Search code examples
pythonpytorchpaddingtorch

Why couldn't I feed a 4-tuple to nn.ReplicationPad2d()?


I'm applying yolov5 on kitti raw image [C, H, W] = [3, 375, 1242]. Therefore I need to pad the image so that the H and W being dividable by 32. I'm using nn.ReplicationPad2d to do the padding: [3, 375, 1242] -> [3, 384, 1248].
In the official tutorial of nn.ReplicationPad2d it was said that we give a 4-tuple to indicate padding sizes for left, right, top and bottom.
The Problem is:
When I give a 4-tuple (0, pad1, 0, pad2), it claims that: 3D tensors expect 2 values for padding
When I give a 2-tuple (pad1, pad2), the pad can be implemented but it seems that only W was padded by pad1+pad2, while H stays unchanged. Because I 'll get a tensor of size [3, 375, 1257].
1257-1242 = 15 = 9+6, where 9 was supposed to pad H and 6 pad W.
I could not figure out what is the problem here...
thanks in advance

Here is my code:

def paddingImage(img, divider=32):
    if img.shape[1]%divider != 0 or img.shape[2]%divider != 0:
        padding1_mult = int(img.shape[1] / divider) + 1
        padding2_mult = int(img.shape[2] / divider) + 1
        pad1 = (divider * padding1_mult) - img.shape[1]
        pad2 = (divider * padding2_mult) - img.shape[2]

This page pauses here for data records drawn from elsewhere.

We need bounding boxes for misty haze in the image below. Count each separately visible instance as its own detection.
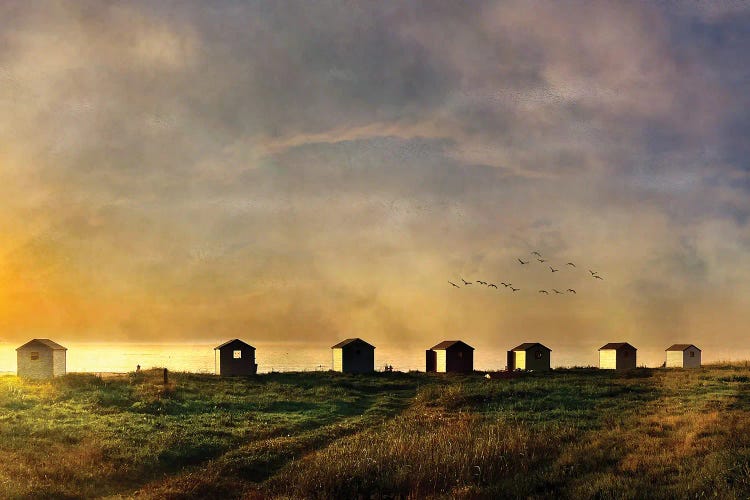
[2,1,750,498]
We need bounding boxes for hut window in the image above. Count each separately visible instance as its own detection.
[535,351,543,359]
[233,350,242,359]
[30,351,39,361]
[689,351,695,357]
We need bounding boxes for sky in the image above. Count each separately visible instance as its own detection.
[1,0,749,365]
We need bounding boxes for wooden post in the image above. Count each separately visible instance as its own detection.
[163,368,169,385]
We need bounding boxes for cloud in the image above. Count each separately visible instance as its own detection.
[0,1,748,364]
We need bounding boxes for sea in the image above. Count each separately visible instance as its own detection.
[0,341,746,374]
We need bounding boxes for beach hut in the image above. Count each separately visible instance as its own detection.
[331,338,375,373]
[665,344,701,368]
[16,339,67,379]
[598,342,637,370]
[507,343,551,371]
[426,341,474,373]
[214,339,257,376]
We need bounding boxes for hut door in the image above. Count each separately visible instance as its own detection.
[507,351,515,371]
[426,350,437,372]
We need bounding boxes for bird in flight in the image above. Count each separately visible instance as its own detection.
[500,282,509,287]
[477,280,487,285]
[488,283,498,288]
[461,278,472,285]
[518,258,529,265]
[510,287,520,292]
[550,266,559,272]
[593,275,604,280]
[531,251,542,257]
[449,281,460,288]
[553,289,563,294]
[537,258,547,263]
[538,290,549,294]
[567,262,576,267]
[589,270,597,276]
[567,288,577,294]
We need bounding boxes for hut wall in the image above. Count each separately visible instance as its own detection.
[332,348,344,372]
[683,348,701,368]
[524,348,551,371]
[599,350,617,369]
[616,348,637,370]
[17,348,54,379]
[341,345,374,373]
[52,350,66,377]
[666,351,684,368]
[218,345,257,376]
[446,349,473,373]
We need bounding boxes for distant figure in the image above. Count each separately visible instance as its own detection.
[163,368,169,385]
[384,364,393,372]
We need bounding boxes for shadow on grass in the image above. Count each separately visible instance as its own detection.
[729,380,750,411]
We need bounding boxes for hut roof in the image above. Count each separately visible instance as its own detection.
[511,342,551,352]
[214,339,255,350]
[16,339,67,351]
[430,340,474,351]
[331,338,375,349]
[666,344,701,352]
[599,342,636,351]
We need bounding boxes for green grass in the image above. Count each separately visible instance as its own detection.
[1,366,750,498]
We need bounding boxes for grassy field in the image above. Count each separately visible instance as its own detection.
[1,366,750,499]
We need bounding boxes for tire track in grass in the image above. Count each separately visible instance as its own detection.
[555,366,750,499]
[128,390,416,499]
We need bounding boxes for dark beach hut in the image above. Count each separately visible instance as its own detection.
[598,342,637,370]
[214,339,257,376]
[331,338,375,373]
[507,343,551,371]
[16,339,67,379]
[426,340,474,373]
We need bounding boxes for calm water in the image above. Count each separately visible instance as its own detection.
[0,341,578,374]
[0,341,747,374]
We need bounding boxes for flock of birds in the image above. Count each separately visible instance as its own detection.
[449,251,605,295]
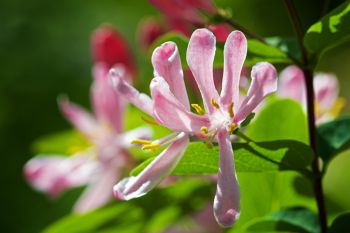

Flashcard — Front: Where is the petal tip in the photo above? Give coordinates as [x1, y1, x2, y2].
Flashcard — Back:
[190, 28, 216, 47]
[215, 209, 240, 228]
[152, 41, 178, 63]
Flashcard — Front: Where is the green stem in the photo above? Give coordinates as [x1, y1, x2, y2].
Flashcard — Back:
[235, 130, 254, 142]
[284, 1, 328, 232]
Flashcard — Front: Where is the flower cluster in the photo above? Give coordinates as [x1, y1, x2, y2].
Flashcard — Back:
[111, 28, 277, 227]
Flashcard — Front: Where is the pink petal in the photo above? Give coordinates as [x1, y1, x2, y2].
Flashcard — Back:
[113, 136, 189, 200]
[74, 162, 120, 213]
[214, 130, 240, 227]
[220, 31, 247, 111]
[109, 69, 153, 116]
[314, 73, 339, 110]
[91, 26, 135, 75]
[186, 28, 220, 113]
[59, 98, 99, 139]
[152, 42, 190, 109]
[234, 62, 277, 123]
[92, 63, 126, 133]
[24, 154, 97, 198]
[151, 77, 210, 133]
[278, 65, 306, 105]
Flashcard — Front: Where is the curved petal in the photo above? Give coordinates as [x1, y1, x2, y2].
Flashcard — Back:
[314, 73, 339, 110]
[109, 69, 153, 116]
[220, 31, 247, 111]
[24, 154, 97, 198]
[92, 64, 126, 133]
[113, 135, 189, 200]
[74, 162, 119, 213]
[59, 98, 99, 139]
[151, 77, 210, 133]
[278, 65, 306, 105]
[152, 42, 190, 109]
[234, 62, 277, 123]
[186, 28, 219, 113]
[214, 130, 240, 227]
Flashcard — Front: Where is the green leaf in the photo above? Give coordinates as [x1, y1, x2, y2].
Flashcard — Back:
[244, 207, 320, 233]
[43, 179, 212, 233]
[32, 130, 90, 155]
[317, 116, 350, 163]
[246, 98, 308, 143]
[131, 140, 313, 176]
[304, 0, 350, 55]
[329, 212, 350, 233]
[245, 39, 292, 66]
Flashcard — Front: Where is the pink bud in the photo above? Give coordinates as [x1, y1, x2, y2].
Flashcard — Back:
[91, 26, 135, 75]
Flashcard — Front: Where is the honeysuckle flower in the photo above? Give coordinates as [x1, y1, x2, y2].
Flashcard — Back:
[24, 26, 151, 213]
[112, 28, 277, 227]
[278, 65, 345, 124]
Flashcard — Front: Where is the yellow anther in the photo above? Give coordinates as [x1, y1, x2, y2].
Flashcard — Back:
[68, 146, 84, 154]
[330, 97, 345, 117]
[142, 143, 160, 150]
[210, 98, 220, 109]
[191, 104, 205, 115]
[228, 123, 236, 135]
[205, 141, 214, 149]
[200, 126, 208, 134]
[228, 102, 235, 118]
[131, 139, 152, 145]
[141, 116, 159, 125]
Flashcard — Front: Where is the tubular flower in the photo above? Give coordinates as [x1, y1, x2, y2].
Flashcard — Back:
[24, 64, 152, 213]
[278, 65, 345, 124]
[112, 28, 277, 227]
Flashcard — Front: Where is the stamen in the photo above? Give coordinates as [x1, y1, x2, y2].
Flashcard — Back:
[228, 123, 236, 135]
[141, 116, 159, 125]
[210, 98, 220, 109]
[330, 97, 345, 117]
[142, 143, 160, 150]
[205, 141, 214, 149]
[228, 102, 235, 118]
[200, 126, 208, 134]
[131, 139, 152, 145]
[191, 104, 205, 115]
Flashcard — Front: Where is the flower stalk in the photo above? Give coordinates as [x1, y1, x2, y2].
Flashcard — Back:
[283, 0, 328, 232]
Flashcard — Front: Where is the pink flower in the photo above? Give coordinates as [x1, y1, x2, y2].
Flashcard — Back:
[278, 65, 345, 124]
[24, 26, 151, 213]
[111, 28, 277, 227]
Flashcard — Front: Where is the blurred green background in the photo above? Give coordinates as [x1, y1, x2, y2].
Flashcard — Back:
[1, 0, 349, 232]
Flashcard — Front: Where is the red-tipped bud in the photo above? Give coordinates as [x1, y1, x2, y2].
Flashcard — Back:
[91, 26, 135, 75]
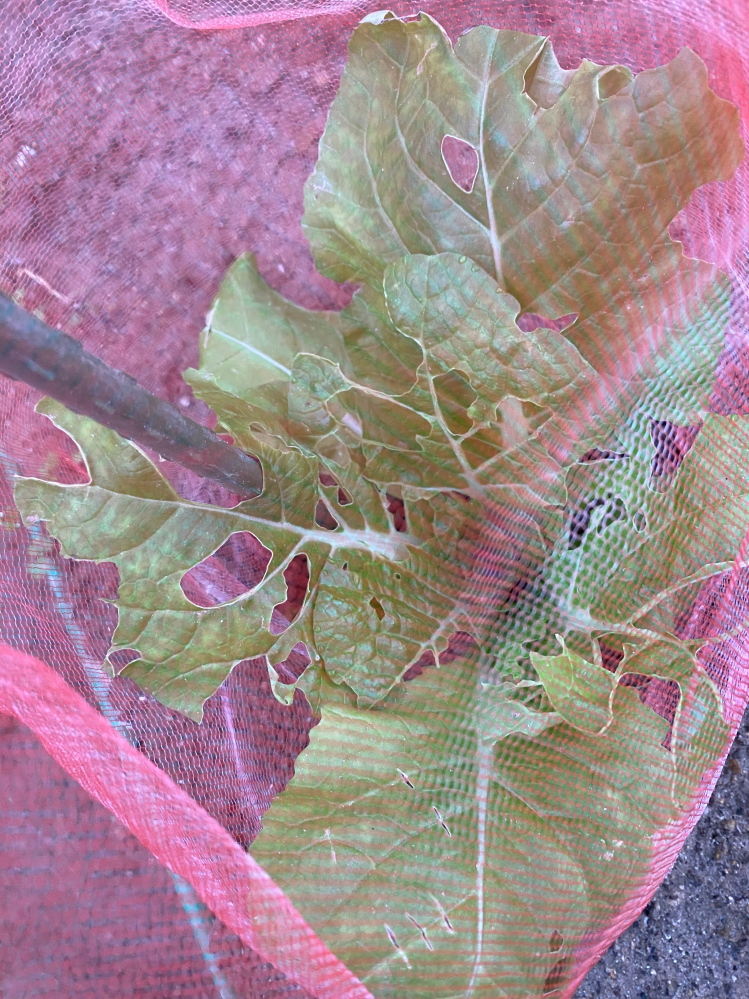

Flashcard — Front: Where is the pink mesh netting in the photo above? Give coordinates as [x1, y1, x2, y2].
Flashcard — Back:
[2, 0, 749, 995]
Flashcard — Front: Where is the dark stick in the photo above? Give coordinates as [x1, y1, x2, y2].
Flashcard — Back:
[0, 291, 263, 499]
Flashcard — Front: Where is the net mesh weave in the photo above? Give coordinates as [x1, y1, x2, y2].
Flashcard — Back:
[2, 0, 749, 995]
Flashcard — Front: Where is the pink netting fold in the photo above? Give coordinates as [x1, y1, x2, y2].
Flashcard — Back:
[0, 643, 371, 999]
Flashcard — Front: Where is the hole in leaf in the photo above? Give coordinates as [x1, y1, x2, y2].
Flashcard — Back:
[342, 561, 348, 571]
[157, 463, 247, 509]
[315, 499, 339, 531]
[406, 913, 434, 951]
[549, 929, 564, 953]
[579, 448, 628, 463]
[434, 369, 477, 435]
[596, 496, 626, 533]
[151, 438, 261, 509]
[441, 135, 479, 193]
[369, 596, 386, 621]
[432, 806, 452, 836]
[620, 673, 681, 737]
[650, 420, 700, 490]
[568, 498, 606, 550]
[270, 554, 309, 635]
[516, 312, 578, 333]
[181, 532, 272, 608]
[599, 642, 624, 673]
[273, 641, 311, 684]
[568, 495, 625, 548]
[108, 648, 142, 674]
[319, 470, 353, 508]
[403, 649, 435, 682]
[386, 492, 407, 533]
[597, 66, 633, 100]
[385, 924, 401, 951]
[440, 631, 476, 663]
[543, 956, 573, 995]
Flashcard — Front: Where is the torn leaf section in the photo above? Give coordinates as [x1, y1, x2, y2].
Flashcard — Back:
[304, 9, 742, 433]
[619, 641, 729, 808]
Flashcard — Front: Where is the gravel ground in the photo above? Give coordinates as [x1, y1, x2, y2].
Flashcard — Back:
[576, 704, 749, 999]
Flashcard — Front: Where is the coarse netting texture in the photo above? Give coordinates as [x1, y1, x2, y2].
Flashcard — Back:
[2, 0, 749, 996]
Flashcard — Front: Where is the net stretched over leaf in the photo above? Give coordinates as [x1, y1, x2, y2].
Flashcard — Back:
[2, 1, 749, 997]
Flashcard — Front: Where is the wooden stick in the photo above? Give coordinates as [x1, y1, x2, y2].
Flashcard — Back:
[0, 292, 262, 498]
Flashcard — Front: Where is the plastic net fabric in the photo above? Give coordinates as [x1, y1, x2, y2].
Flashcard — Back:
[2, 0, 749, 996]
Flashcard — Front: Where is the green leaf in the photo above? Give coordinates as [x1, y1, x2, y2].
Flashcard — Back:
[531, 639, 615, 734]
[303, 11, 742, 393]
[184, 254, 421, 448]
[251, 650, 676, 998]
[15, 398, 478, 716]
[196, 252, 345, 395]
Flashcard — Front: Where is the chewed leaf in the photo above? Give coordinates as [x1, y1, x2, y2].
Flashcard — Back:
[531, 641, 615, 734]
[551, 415, 749, 629]
[15, 399, 479, 715]
[618, 641, 729, 808]
[384, 253, 597, 412]
[252, 647, 675, 997]
[12, 12, 747, 997]
[304, 13, 742, 384]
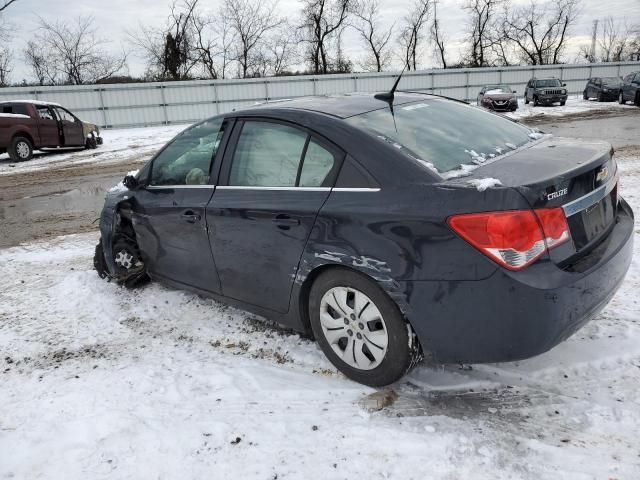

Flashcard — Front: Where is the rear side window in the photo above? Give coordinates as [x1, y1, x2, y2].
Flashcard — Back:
[346, 98, 533, 174]
[1, 104, 28, 115]
[150, 118, 225, 186]
[299, 140, 335, 187]
[229, 121, 338, 188]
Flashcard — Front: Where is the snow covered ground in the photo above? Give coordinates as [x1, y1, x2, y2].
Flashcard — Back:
[1, 160, 640, 478]
[504, 95, 637, 121]
[0, 124, 188, 176]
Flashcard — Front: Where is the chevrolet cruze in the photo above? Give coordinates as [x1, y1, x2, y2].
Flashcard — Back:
[95, 92, 634, 386]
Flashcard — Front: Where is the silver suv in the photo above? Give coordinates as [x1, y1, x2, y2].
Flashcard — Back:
[525, 77, 568, 106]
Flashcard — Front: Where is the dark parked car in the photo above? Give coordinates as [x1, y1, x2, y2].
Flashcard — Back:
[94, 93, 633, 386]
[477, 84, 518, 111]
[0, 100, 102, 162]
[525, 77, 568, 106]
[618, 71, 640, 106]
[583, 77, 622, 102]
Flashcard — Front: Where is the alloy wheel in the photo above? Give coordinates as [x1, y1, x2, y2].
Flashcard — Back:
[319, 286, 388, 370]
[114, 249, 135, 270]
[16, 141, 30, 159]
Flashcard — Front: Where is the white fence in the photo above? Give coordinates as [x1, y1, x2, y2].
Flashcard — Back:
[1, 62, 638, 129]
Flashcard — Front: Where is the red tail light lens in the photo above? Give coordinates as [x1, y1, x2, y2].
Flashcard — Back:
[448, 208, 570, 271]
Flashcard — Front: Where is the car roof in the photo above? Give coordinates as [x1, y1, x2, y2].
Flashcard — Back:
[234, 92, 438, 119]
[0, 99, 61, 106]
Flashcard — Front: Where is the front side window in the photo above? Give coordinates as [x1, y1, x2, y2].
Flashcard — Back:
[346, 98, 534, 174]
[150, 118, 225, 186]
[36, 106, 54, 120]
[54, 107, 76, 123]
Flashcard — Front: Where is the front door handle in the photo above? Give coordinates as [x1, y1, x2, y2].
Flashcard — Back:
[273, 213, 300, 229]
[181, 210, 201, 223]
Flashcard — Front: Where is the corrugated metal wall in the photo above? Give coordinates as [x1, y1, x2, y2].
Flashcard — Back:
[1, 62, 637, 129]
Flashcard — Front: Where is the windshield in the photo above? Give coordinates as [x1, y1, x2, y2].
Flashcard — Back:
[535, 79, 562, 88]
[485, 85, 512, 93]
[346, 98, 535, 174]
[602, 77, 622, 85]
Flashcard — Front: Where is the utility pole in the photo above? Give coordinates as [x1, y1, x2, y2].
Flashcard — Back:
[589, 19, 598, 62]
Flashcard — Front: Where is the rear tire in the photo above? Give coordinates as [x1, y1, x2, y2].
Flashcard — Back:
[597, 93, 604, 102]
[308, 268, 421, 386]
[560, 100, 566, 106]
[8, 136, 33, 162]
[525, 96, 529, 105]
[583, 91, 588, 100]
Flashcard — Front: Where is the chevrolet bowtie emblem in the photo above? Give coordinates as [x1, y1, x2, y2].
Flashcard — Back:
[596, 166, 609, 183]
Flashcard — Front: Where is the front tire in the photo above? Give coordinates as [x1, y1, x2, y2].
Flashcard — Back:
[533, 96, 539, 106]
[583, 91, 588, 100]
[8, 136, 33, 162]
[619, 92, 625, 104]
[309, 269, 421, 386]
[85, 135, 98, 149]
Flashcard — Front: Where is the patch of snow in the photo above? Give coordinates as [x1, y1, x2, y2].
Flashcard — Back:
[108, 169, 140, 193]
[0, 113, 30, 119]
[0, 124, 189, 176]
[467, 178, 503, 191]
[440, 163, 479, 179]
[484, 89, 509, 95]
[505, 95, 636, 120]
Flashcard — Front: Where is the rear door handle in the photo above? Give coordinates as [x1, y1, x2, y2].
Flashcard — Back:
[273, 214, 300, 228]
[181, 210, 202, 223]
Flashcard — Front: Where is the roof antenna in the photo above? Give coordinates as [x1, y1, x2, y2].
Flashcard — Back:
[374, 65, 406, 132]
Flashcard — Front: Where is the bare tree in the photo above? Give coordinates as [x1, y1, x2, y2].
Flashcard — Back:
[35, 15, 127, 84]
[598, 17, 630, 62]
[398, 0, 431, 70]
[0, 0, 18, 12]
[353, 0, 394, 72]
[24, 40, 58, 85]
[501, 0, 580, 65]
[462, 0, 501, 67]
[431, 0, 447, 68]
[191, 8, 237, 79]
[265, 23, 300, 75]
[130, 0, 200, 80]
[300, 0, 351, 74]
[0, 48, 11, 86]
[225, 0, 283, 78]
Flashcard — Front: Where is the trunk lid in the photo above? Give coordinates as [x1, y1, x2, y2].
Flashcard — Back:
[455, 137, 618, 266]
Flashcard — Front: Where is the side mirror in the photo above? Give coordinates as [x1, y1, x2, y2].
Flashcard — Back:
[513, 90, 517, 94]
[562, 83, 567, 87]
[123, 174, 139, 190]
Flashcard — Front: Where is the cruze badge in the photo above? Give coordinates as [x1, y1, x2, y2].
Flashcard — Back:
[596, 166, 609, 184]
[547, 188, 568, 201]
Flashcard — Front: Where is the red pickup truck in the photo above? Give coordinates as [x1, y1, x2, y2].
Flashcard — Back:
[0, 100, 103, 162]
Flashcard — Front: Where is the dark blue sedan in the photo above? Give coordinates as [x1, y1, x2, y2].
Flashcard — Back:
[95, 92, 634, 386]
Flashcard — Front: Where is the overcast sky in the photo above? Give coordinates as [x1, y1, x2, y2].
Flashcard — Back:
[1, 0, 637, 81]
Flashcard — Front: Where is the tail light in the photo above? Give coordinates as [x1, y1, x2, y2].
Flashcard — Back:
[448, 208, 570, 271]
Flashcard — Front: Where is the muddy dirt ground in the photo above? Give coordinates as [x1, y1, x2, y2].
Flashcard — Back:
[1, 108, 639, 248]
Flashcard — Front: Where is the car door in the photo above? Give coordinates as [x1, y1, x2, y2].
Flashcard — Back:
[207, 118, 344, 313]
[34, 105, 62, 147]
[53, 107, 84, 146]
[130, 117, 230, 294]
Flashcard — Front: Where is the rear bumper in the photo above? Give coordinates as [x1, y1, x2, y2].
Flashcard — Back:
[404, 198, 634, 364]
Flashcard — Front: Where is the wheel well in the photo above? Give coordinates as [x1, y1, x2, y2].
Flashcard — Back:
[12, 131, 34, 146]
[297, 264, 397, 336]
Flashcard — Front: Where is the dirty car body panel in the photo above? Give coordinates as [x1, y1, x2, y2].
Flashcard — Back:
[98, 93, 634, 365]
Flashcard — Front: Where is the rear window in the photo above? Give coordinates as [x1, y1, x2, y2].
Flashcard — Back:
[345, 99, 534, 174]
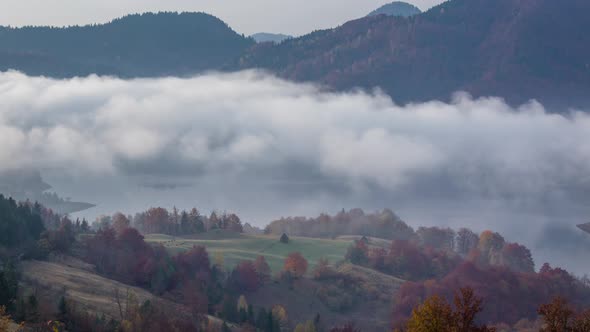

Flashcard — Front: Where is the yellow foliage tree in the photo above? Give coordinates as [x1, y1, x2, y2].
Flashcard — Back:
[407, 295, 454, 332]
[294, 320, 317, 332]
[214, 252, 225, 268]
[272, 304, 288, 328]
[237, 295, 248, 312]
[0, 306, 11, 332]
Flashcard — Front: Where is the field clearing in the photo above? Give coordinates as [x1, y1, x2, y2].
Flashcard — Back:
[146, 231, 353, 273]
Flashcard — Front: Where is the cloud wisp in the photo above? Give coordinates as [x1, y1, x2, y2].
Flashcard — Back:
[1, 70, 590, 194]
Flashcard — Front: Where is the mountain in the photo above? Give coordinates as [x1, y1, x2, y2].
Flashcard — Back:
[238, 0, 590, 109]
[579, 223, 590, 235]
[0, 12, 254, 77]
[367, 1, 422, 17]
[251, 32, 293, 44]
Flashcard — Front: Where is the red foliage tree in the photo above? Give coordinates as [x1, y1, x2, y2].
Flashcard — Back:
[173, 245, 211, 287]
[232, 260, 260, 292]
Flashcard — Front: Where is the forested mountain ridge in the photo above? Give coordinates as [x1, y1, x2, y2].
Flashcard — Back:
[238, 0, 590, 109]
[0, 12, 254, 77]
[0, 1, 589, 109]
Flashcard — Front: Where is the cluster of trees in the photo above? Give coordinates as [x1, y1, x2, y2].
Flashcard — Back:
[336, 224, 590, 328]
[266, 209, 415, 240]
[269, 210, 534, 276]
[401, 287, 495, 332]
[94, 207, 244, 236]
[0, 262, 18, 312]
[345, 226, 536, 281]
[346, 239, 460, 280]
[397, 290, 590, 332]
[393, 262, 590, 327]
[86, 227, 177, 292]
[0, 195, 45, 253]
[412, 227, 535, 273]
[538, 297, 590, 332]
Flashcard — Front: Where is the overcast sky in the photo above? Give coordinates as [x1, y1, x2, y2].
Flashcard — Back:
[0, 0, 444, 36]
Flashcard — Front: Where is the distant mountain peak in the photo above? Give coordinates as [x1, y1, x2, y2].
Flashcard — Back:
[367, 1, 422, 17]
[251, 32, 293, 44]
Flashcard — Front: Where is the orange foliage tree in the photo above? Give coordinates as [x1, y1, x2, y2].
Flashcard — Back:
[283, 252, 308, 278]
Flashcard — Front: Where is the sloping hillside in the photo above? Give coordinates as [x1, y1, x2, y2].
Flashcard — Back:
[0, 12, 254, 77]
[19, 259, 188, 319]
[239, 0, 590, 109]
[244, 263, 404, 331]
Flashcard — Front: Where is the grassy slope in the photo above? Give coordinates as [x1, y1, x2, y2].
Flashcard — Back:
[146, 230, 353, 273]
[19, 258, 235, 329]
[19, 259, 187, 319]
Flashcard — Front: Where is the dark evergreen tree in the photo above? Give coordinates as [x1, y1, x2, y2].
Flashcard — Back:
[280, 233, 289, 244]
[0, 262, 18, 310]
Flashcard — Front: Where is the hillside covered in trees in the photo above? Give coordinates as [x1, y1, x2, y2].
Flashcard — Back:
[1, 196, 590, 331]
[238, 0, 590, 109]
[0, 12, 254, 77]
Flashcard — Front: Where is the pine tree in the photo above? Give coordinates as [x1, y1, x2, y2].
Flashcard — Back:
[280, 233, 289, 244]
[27, 294, 39, 323]
[58, 296, 67, 321]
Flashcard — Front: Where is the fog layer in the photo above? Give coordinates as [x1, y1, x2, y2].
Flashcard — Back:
[0, 71, 588, 273]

        # pad1 = 32 - (img.shape[1]%32)
        # pad2 = 32 - (img.shape[2]%32)
        # pad1 = 384 - 375    # 9
        # pad2 = 1248 - 1242  # 6

        #################### PROBLEM ####################
        padding = nn.ReplicationPad2d((pad1, pad2))
        #################### PROBLEM ####################

        return padding(img)
    else:
        return img

Where img was given as a torch.Tensor in the main function:

# ...
image_tensor = torch.from_numpy(image_np).type(torch.float32)
image_tensor = paddingImage(image_tensor)
image_np = image_tensor.numpy()
# ...

Solution

  • PyTorch expects the input to ReplicationPad2d to be batched image tensors. Therefore, we can unsqueeze to add a 'batch dimension'.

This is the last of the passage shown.